UAE: Over-dependence on imported food is dangerous

By Saifur Rahman, Associate Editor, Gulf News

3636368292Dubai: A demand-supply mismatch could increase price volatility in the global food and commodities market that could increase the vulnerability of GCC consumers who mostly rely on imported foodstuffs, a latest report by Alpen Capital said, which stressed the strengthening of food security across the region.

Food security is a situation that exists when all people, at all times, have physical, social and economic access to sufficient, safe and nutritious food that meets their dietary needs and food preferences for an active and healthy life.

Total food consumption by the 41.7 million population of the six Gulf countries has reached 38.8 million metric tonnes of which only 30 per cent or 11.3 million tonnes was produced locally.

“Amid rising population and insufficient domestic food production, GCC countries rely heavily on imports. The Gulf countries import 70 per cent of their food requirement, or 27.5 million tonnes annually,” the report said.

With limited food production due to the shortage of arable land and water, the region depends upon imports to meet its food requirements.

“As a result, any disruption in global food supply or prices, similar to the food crisis of 2007–2008, is likely to significantly impact food security in this region.
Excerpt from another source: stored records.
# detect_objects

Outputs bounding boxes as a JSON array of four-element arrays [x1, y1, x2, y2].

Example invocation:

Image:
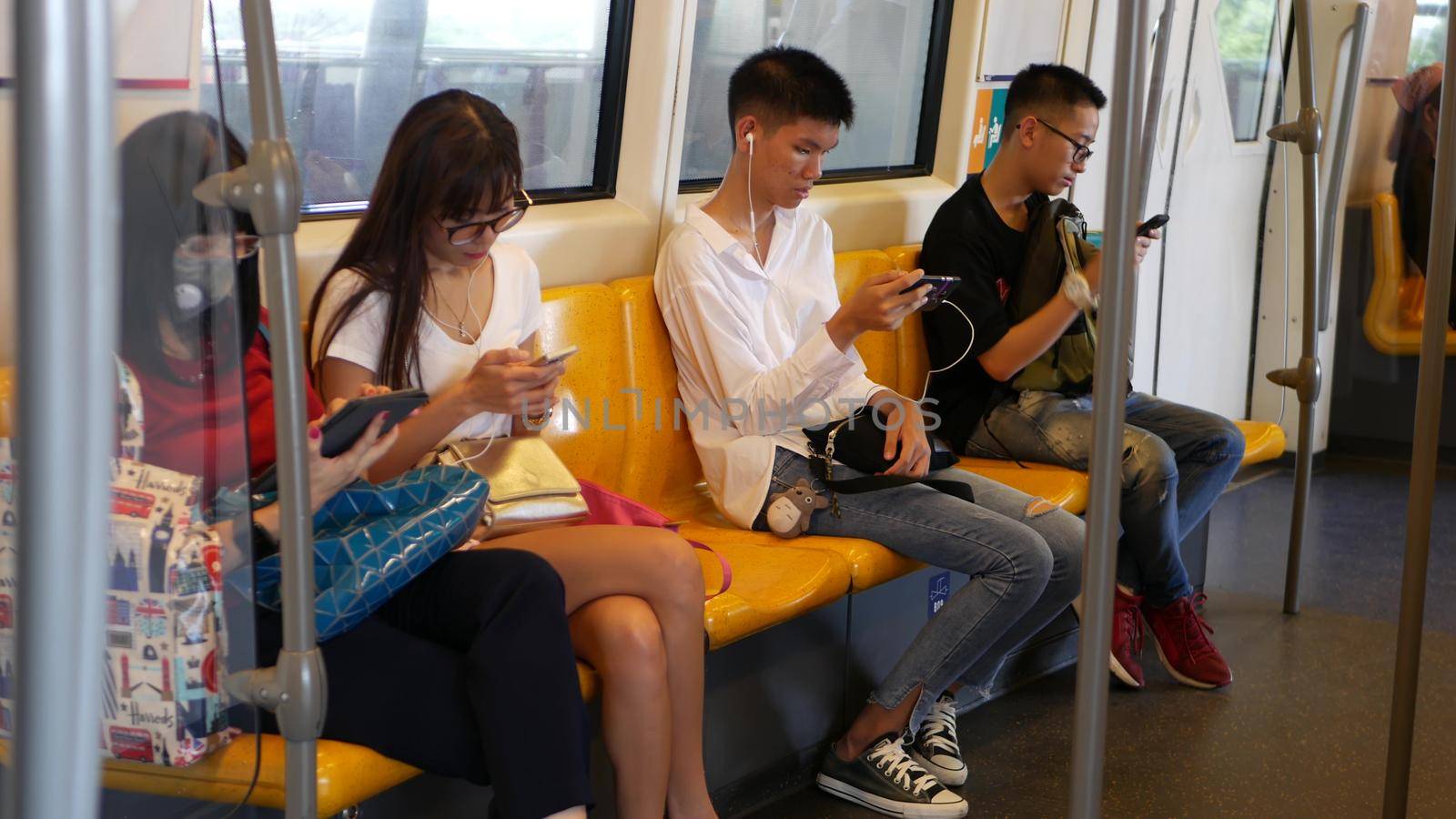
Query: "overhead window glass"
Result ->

This makes food security a critical policy issue for GCC governments,” it said.

In the absence of buffer stocks of food grains and proper food security mechanism, the growing population of the region remains vulnerable to food price shocks if the prices of essential foodstuffs and commodities fluctuate.

“This over-dependence on imports, together with rising global food prices, has alleviated the food security issue in the region,” Alpen Capital says. “In the past, disruptions in food imports, either due to policy restrictions by exporting countries or natural calamities, have affected the region significantly.” As a result, all Gulf countries are taking measures to secure and regularise the food supply.

However, Samita Khawar, Head of Growth Implementation Solutions at Frost & Sullivan, said that the Gulf countries are not doing enough for food security.

“The GCC is not doing enough to ensure its food security. The region is actually waking up now to the enormity of the issue of food security. Further, it is still grappling with the local and global dynamics that impact its food supply; and has a long way to go before it can ensure food security for itself,” she told Gulf News.

The value of food imported into the GCC is five times what the region can produce in a year. “Apart from huge food import bills, ever increasing international food prices, high population growth rates and fiscal and inflationary pressures, the GCC countries are also compelled to spend anywhere from 0.15 per cent to 0.6 per cent of their GDP on food subsidies to ensure affordable food availability in the region,” she said. While the government is encouraging investment in acquiring farmland in different parts of the world, retailers also have begun undertaking their own initiatives to sustain uninterrupted food supplies and maintain stable prices in uncertain times.

Abu Dhabi-based EMKE Group, which generates annual turnover of Dh17.43 billion ($4.75 billion) from 105 supermarkets and hypermarkets in the Gulf, has undertaken a number of steps to secure its food supply at steady prices.

“In 2011 we started to set up food sourcing and processing centres in key source markets, such as India, UK, Kenya, Uganda and now we are expanding this network to the American continent,” Yousuf Ali M.A., Managing Director of Abu Dhabi-based EMKE Group, operator of the largest organised retail chain in the Middle East, told Gulf News.

As part of its corporate social responsibility, the company has also started to support the farmers in Abu Dhabi by procuring from them. “We have tied up with the Abu Dhabi Farmer’s Union to source locally produced vegetables and support them. This will help us to not only ensure steady supply of vegetables, but to support the local farming community,” Yousuf Ali said.

GCC governments are keen on utilising the available domestic resources efficiently besides exploring options available internationally through the public-private route. To support water, agriculture and infrastructure, Saudi Arabia increased the budget for these segments to $13.6 billion in 2011. During 2011-2012, it invested $23.1 billion in food security initiatives. Last year, the UAE government subsidised key food items  which helped residents save approximately Dh13,000 per annum. At a macro level, the GCC governments are also investing in developing strategic food storage facilities which will help avoid the situation faced during the 2008 food crisis.